A scoring system works only if companies are using it to reach their end goals (more security) rather than trying to just increase their scores (compliance), says Stephen Boyer, co-founder and chief technology officer at Bitsight.
“I do think that as long as it’s communicating something that drives an action that ends up being risk-reducing, that’s good,” he says. “If it’s a regulatory focus and [the company] is doing that to optimize the score and is not actually reducing risk, then it is a wasted effort for everybody.”
Unsurprisingly, more regulated industries tend to score higher on organizational ratings. Financial firms, utilities, energy, and healthcare all average a score of 720 or higher, while communications services average a score of a 630 and industrials a score of 690, according to a report on cybersecurity oversight of corporate boards.
Software Ratings Gain Traction
As software supply chain worries mount, companies and the open source community are aiming to rate the reputation and development processes of open source projects and assign scores to the components they produce. The OpenSSF Scorecard, for example, conducts a number of automated checks and ranks a project by a numerical score for each area, including whether the project has binary artifacts, whether the branch protection is on, the cadence of commits, and whether the project shows signs of using automated tools and fuzzers. The popular machine-learning library TensorFlow, for example, currently has an overall score of 8.2, with low scores for its Code Review practices and the failure to pin dependencies.
In some ways, we have too much data, and often it’s not the right data, says Dylan Thomas, senior director of product and engineering at IT conglomerate OpenText.
“Because there’s so much more data, the biggest challenge is understanding that we’re using it in an effective way and that we’re using the right data to draw the right conclusions, [so we don’t] misrepresent a particular data point or metric or scoring system,” he says. “It’s one of the reasons that LLM-based machine-learning algorithms really can provide a lot of value to augment security decision-making [and] can synthesize the vast amounts of data into potential patterns that we can actually make sense of.”
The Open Source Select service offered by software supply chain security firm Debricked, part of OpenText, uses ratings for the contributors, the popularity, and the security of open source components to summarize their practices using a scale of 1 to 100, assigning a traffic-light color to each component.

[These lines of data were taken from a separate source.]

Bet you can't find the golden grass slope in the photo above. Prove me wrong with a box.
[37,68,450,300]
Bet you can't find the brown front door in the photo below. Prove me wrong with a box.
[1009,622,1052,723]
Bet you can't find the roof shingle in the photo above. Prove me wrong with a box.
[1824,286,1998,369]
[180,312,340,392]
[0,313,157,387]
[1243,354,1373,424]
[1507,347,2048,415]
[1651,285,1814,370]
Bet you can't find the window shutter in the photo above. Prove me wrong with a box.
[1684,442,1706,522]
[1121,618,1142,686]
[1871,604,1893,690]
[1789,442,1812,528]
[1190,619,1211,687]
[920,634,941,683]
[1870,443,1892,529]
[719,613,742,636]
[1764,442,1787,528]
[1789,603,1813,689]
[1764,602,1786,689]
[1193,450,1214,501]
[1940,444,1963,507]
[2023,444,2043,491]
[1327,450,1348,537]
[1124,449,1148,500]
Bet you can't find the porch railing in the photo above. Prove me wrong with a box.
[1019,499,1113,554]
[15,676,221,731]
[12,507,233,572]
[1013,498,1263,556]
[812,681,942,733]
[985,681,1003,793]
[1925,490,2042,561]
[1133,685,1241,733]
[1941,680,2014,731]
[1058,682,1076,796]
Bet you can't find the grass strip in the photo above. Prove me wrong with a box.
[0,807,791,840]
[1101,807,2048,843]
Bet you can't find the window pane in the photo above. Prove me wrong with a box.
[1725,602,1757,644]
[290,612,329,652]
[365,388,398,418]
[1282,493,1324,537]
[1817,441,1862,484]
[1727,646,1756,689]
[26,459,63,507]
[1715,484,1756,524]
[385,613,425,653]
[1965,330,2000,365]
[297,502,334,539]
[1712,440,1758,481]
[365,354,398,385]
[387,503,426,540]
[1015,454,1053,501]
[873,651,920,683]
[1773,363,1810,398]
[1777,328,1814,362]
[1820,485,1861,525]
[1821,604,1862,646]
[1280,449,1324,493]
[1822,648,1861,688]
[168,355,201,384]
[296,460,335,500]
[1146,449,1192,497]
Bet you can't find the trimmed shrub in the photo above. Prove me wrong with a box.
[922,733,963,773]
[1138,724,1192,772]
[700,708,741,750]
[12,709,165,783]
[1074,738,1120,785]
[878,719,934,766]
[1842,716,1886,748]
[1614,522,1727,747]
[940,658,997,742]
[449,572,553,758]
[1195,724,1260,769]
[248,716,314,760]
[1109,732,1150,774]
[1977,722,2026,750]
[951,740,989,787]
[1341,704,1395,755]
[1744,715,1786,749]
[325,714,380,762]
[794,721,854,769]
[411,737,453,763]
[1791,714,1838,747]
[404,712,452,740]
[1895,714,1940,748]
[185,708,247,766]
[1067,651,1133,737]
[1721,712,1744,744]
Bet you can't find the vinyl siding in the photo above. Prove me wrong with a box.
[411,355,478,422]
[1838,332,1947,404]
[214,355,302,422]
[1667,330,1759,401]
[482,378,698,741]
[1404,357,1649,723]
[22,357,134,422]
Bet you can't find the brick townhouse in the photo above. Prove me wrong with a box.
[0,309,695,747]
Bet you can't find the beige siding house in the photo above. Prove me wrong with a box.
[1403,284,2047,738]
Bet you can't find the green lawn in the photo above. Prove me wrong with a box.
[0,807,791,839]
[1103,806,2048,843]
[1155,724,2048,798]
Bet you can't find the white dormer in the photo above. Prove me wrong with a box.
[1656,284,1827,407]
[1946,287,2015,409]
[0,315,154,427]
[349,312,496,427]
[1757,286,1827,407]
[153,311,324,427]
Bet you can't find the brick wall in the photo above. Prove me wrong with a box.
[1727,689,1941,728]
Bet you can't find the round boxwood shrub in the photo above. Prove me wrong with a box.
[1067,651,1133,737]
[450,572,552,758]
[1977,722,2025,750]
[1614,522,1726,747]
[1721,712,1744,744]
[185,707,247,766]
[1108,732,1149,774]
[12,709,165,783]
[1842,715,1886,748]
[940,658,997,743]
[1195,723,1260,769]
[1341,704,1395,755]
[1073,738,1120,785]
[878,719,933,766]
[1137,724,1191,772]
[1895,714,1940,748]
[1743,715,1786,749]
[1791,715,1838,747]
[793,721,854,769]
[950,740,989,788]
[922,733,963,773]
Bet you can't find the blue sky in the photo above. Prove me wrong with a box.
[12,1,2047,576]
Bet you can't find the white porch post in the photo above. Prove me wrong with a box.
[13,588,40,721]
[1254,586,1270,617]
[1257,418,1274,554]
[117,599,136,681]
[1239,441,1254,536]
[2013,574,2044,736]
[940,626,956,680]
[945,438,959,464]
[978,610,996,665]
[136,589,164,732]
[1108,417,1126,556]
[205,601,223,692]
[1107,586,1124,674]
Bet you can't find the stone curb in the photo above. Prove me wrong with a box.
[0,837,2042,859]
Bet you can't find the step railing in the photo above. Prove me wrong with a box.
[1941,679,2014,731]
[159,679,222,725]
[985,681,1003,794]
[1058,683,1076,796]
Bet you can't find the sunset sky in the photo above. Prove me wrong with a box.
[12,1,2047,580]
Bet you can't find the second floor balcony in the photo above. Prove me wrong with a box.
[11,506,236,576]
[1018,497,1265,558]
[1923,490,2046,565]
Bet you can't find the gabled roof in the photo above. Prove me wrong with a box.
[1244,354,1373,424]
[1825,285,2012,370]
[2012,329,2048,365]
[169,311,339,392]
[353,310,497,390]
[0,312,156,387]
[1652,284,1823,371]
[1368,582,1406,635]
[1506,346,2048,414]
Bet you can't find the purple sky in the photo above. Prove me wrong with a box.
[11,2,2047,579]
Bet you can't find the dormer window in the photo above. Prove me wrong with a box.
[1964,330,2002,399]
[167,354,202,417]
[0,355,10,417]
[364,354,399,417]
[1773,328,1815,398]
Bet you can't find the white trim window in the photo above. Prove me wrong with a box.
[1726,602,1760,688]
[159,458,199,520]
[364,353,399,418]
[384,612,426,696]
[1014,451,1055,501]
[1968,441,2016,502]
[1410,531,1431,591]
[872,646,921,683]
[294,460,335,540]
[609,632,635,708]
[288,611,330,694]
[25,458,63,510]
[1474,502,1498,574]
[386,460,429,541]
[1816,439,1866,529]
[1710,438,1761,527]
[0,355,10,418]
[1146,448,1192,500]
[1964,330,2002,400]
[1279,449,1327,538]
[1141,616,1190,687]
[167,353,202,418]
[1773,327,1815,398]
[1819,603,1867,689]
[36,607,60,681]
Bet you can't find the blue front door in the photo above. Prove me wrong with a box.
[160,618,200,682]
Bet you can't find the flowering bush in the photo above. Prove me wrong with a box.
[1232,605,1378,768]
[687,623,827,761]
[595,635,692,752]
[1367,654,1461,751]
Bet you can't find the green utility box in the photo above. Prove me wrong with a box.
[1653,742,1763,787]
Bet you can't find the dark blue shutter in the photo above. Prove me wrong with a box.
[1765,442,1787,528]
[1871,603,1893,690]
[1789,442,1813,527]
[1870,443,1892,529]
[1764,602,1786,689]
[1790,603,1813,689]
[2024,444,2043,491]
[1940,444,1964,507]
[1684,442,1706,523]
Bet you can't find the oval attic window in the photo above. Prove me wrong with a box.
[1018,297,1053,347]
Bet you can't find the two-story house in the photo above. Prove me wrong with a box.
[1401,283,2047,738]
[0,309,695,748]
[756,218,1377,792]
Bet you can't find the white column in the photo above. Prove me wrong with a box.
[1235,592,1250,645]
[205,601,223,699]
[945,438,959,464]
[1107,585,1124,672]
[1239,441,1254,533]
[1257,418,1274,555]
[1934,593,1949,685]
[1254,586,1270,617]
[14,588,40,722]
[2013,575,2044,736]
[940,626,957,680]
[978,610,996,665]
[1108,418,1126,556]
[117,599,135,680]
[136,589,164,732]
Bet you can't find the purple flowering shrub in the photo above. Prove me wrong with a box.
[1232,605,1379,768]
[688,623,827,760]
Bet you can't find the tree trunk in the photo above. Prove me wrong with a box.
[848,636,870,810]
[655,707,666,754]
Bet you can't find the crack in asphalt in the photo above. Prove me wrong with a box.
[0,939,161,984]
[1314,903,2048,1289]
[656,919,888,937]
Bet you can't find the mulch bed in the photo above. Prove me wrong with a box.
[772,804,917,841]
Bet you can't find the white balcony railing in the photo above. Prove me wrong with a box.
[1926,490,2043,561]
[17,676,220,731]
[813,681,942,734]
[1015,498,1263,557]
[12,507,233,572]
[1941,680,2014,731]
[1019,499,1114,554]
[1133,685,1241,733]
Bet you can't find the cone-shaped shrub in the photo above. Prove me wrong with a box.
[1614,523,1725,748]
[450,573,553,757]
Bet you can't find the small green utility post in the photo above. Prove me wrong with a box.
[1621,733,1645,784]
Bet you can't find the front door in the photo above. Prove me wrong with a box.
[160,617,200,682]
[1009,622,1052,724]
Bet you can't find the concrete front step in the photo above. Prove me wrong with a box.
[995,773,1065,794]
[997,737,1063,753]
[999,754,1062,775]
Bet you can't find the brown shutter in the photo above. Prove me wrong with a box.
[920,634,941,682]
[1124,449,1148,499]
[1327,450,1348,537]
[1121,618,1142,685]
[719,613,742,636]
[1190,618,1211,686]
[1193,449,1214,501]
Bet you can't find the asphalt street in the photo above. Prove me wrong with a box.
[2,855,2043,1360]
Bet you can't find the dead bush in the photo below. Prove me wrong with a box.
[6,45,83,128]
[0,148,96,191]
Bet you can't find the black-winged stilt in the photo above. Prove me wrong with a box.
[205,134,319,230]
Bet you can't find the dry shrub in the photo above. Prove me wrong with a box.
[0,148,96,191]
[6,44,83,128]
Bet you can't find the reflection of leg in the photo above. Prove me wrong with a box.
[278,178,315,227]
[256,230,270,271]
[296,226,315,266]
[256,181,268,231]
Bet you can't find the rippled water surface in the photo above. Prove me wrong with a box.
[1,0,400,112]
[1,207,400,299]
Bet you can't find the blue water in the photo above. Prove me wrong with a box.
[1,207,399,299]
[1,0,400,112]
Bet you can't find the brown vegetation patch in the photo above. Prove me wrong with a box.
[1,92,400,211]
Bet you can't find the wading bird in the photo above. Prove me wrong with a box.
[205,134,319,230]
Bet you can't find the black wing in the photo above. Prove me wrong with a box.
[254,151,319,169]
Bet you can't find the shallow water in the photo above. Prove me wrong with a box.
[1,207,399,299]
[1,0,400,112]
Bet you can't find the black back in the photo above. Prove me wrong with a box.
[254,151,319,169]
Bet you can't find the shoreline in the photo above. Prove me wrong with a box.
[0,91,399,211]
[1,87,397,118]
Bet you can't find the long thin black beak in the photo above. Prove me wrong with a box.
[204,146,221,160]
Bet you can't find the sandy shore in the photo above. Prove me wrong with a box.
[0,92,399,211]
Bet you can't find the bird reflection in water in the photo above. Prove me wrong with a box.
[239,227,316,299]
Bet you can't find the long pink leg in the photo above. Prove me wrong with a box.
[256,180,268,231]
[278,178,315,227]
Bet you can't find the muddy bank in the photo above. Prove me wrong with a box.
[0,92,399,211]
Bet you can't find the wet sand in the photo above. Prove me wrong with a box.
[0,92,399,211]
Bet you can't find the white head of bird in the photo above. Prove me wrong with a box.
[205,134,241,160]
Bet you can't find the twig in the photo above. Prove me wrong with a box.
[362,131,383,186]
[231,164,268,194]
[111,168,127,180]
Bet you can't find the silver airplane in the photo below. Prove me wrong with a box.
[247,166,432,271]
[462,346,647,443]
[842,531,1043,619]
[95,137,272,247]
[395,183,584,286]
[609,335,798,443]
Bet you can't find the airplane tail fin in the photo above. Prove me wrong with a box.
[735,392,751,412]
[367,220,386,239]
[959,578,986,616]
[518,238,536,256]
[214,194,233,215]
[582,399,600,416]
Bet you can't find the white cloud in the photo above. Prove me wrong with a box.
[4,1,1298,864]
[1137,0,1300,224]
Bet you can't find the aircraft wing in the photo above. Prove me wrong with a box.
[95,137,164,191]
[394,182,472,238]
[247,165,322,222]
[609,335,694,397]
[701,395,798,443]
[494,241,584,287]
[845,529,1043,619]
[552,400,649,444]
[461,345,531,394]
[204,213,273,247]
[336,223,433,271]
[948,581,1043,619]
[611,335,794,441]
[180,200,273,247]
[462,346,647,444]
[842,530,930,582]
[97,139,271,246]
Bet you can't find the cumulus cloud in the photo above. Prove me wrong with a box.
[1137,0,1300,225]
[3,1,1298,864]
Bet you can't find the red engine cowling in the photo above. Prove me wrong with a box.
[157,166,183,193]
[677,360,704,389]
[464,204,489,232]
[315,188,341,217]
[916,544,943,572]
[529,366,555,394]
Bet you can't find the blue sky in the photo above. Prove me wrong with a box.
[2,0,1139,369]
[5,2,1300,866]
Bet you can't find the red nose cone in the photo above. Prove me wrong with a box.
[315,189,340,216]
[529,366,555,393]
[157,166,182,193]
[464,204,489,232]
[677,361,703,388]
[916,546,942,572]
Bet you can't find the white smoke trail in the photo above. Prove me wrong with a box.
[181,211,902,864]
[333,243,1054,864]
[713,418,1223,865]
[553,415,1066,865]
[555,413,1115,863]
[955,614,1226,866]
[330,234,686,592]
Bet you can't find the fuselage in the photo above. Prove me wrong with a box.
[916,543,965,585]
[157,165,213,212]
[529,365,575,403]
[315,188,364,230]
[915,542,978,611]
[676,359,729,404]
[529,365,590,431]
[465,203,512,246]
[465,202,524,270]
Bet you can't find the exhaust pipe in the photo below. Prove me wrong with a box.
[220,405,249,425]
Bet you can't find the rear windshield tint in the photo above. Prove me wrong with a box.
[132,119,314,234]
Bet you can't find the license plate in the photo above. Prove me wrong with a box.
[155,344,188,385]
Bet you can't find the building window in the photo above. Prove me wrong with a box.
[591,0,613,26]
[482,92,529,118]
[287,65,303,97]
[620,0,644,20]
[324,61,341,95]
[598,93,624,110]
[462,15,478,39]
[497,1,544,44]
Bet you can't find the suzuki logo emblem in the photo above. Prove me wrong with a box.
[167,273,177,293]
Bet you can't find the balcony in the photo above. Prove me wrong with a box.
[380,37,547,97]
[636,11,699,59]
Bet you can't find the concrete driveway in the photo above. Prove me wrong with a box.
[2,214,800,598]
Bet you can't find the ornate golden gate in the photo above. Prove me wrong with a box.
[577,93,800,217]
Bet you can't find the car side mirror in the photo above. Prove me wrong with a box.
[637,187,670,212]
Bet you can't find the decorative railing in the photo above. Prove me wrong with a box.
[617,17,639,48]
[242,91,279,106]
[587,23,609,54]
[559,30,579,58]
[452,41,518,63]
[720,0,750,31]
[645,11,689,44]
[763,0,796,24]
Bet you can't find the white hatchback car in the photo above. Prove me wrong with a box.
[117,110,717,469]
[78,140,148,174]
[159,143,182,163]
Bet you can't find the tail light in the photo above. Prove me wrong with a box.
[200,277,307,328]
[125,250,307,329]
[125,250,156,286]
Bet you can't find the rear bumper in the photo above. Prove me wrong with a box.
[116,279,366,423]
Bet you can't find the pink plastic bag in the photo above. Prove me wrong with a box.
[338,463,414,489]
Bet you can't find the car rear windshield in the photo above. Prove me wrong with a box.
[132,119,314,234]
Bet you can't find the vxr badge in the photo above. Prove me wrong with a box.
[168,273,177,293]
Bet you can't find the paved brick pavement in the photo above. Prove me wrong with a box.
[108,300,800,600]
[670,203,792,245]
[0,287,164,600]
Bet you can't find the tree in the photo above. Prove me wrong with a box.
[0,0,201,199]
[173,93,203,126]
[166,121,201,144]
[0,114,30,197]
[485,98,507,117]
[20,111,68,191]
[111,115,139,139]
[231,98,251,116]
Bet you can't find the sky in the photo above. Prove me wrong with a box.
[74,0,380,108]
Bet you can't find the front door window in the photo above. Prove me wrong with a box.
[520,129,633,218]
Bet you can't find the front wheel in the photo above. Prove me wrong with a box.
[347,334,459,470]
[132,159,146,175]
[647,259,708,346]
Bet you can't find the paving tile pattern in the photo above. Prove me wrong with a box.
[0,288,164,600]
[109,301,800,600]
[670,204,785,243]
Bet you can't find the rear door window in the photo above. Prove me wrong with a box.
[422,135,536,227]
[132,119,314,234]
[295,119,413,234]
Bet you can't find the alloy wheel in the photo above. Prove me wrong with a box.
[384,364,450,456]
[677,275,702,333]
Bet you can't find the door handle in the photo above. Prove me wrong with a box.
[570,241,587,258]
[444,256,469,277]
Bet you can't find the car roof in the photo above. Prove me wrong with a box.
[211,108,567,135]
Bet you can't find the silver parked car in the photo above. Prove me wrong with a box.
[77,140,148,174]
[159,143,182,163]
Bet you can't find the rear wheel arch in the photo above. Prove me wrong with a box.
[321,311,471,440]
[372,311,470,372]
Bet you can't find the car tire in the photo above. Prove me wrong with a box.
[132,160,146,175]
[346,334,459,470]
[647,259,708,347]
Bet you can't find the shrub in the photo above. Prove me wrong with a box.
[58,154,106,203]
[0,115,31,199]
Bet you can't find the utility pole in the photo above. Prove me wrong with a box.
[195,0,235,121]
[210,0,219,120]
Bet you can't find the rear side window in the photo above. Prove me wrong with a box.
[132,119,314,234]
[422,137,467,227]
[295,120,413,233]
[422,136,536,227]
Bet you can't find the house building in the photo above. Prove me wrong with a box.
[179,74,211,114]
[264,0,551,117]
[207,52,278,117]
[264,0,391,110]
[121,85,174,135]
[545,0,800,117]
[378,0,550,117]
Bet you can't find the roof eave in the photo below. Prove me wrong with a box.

TensorFlow, for example, received green ratings for its contributors (score: 73) and popularity (score: 84) but only a yellow rating (score: 42) for security.
The ratings are not necessarily a way to detect whether a software component is dangerous but a way to automate the approval and intake process for the proposed use of open source components, speeding up decision-making, Thomas says.
“The benefit is, as a developer, I’m not waiting weeks to work through an open source intake process,” he says. “I can quickly get a decision in a subset — and, hopefully, a meaningful subset — of use cases. Either quickly not waste my time going through a long process for a particular component or get green-lit very quickly.”
The question that companies should ask when they use metrics is whether those metrics are speeding up decision-making processes, and if not, why not.
“Part of what we need to do is make sure that we are not just measuring for the sake of measuring, but that we’re also taking time to measure the measuring stick,” Thomas says.